Ten Player Motives #8
If you asked me which of the ten player motives was the most underrated, I would without hesitation reply: the curiosity motive. Not only do most game designers not appreciate the tremendous power of this aspect of human experience, but there is very little recognition of the intensity of the emotions that can be brought into play through curiosity. Yes, the emotional experience of triumph is intense and powerful, but it is also so commonplace as to be cheap and forgettable. But players never forget a moment that brings them wonder.
Exploration is the standard way that videogames evoke curiosity, but it is not enough to just throw out a world and drop the player into it. Morrowind did this, and unfortunately a great many players were turned off by the vertiginous freedom of the game. Later Elder Scrolls games cleaved to the now over-familiar formula of the Grand Theft Auto open world, shaping the world through chains of waypoints. This formula works, and is very successful, but it's insufficient to get the best value from the curiosity motive. Nobody's enjoyment of Vice City or San Andreas was primarily centred upon exploration.
Curiosity is an experience that runs on unanswered questions. For the open world game to truly satisfy the curiosity motive, the landscape has to be crafted in order to raise questions. Zelda has the best ever example in the cracked wall: the moment players see a cracked wall, they know there's a way through, and it just becomes a question of what will open it (a bomb, a hammer, a minotaur...). Indeed, if you want to learn how to put together an open world to evoke curiosity, Nintendo's Breath of the Wild is a masterclass. Each corner of the world is designed with tall features clearly visible ahead, and from up on high you can spy many intriguing spaces to fly down to. The player is constantly drawn to explore, and there is always something new to discover.
The Zelda franchise has also done well evoking the secret weapon of the curiosity motive: wonder. This is a full-bodied emotion that leaves a serious mark on those who experience it, and in both its landscapes and its bosses, Zelda has delivered. The boss experience at its best is a blend of fear and wonder - awe. Shadow of the Colossus managed to one-up Zelda in this regard, but it was working from the same playbook, and these days there are a great many games that do a great job getting awe out of bosses.

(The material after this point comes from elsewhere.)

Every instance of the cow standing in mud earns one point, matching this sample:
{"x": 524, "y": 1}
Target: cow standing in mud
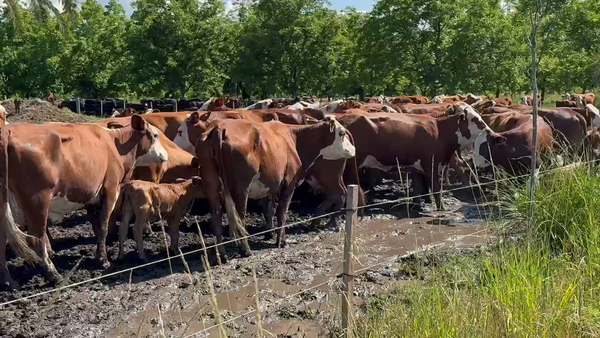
{"x": 262, "y": 160}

Yet wonder is not just to be found in the awe of titanic enemies to beat. There is wonder to be found for every new player of Minecraft, who experiences it the first time their mining down breaks out into an underground chamber of great breadth. This joy of encounter quickly fades - but it is telling that even a procedural landscape can produce wonder. There are also ways of designing for the experience of wonder that do not require combat - Endless Ocean gave me a more memorable experience of wonder in the encounter with a wild whale than any videogame boss I can think of.
Curiosity is not just a matter of exploration and encounter, though. Hidden object games like Mystery Case Files or Gardens of Time evoke curiosity despite being set on a single 2D visual field. What's more, this is a genre to have enjoyed enormous success among female players - which in part explains why the gaming media has been so disrespectful of it. Like it or not, there is still a strongly sexist bent among the people who write about games, and even female game journalists often earn their success by toeing the party line.

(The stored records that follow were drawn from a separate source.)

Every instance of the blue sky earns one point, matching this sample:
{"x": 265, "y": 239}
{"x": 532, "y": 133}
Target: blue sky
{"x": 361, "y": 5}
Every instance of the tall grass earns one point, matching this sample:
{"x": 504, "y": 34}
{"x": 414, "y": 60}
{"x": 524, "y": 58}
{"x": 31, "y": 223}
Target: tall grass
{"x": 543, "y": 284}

Finally, there is another way to get at curiosity and wonder - letting people create. This in fact was more crucial to Minecraft's success than anyone wants to admit: creative is the most popular mode in this game, and the fact that it is possible to sell calendars showing off what people managed to build with virtual LEGO ought to be telling. Roblox too thrives on the sense of the weird and the wonderful waiting to be discovered - and Google's grand media colonic, YouTube, is just as dependent upon the curiosity motive.
However, to make the curiosity motive work in games requires tremendous co-operation between departments. If you want to evoke wonder, you will need artists with immense skill and passion for their work, or programmers willing to prototype systems that can be made to behave in unexpected ways. More than any other motive, the curiosity motive is a team effort. There is tremendous enjoyment and pleasure to be had down this path - but the whole development team will have to work together to make the jaws of players drop.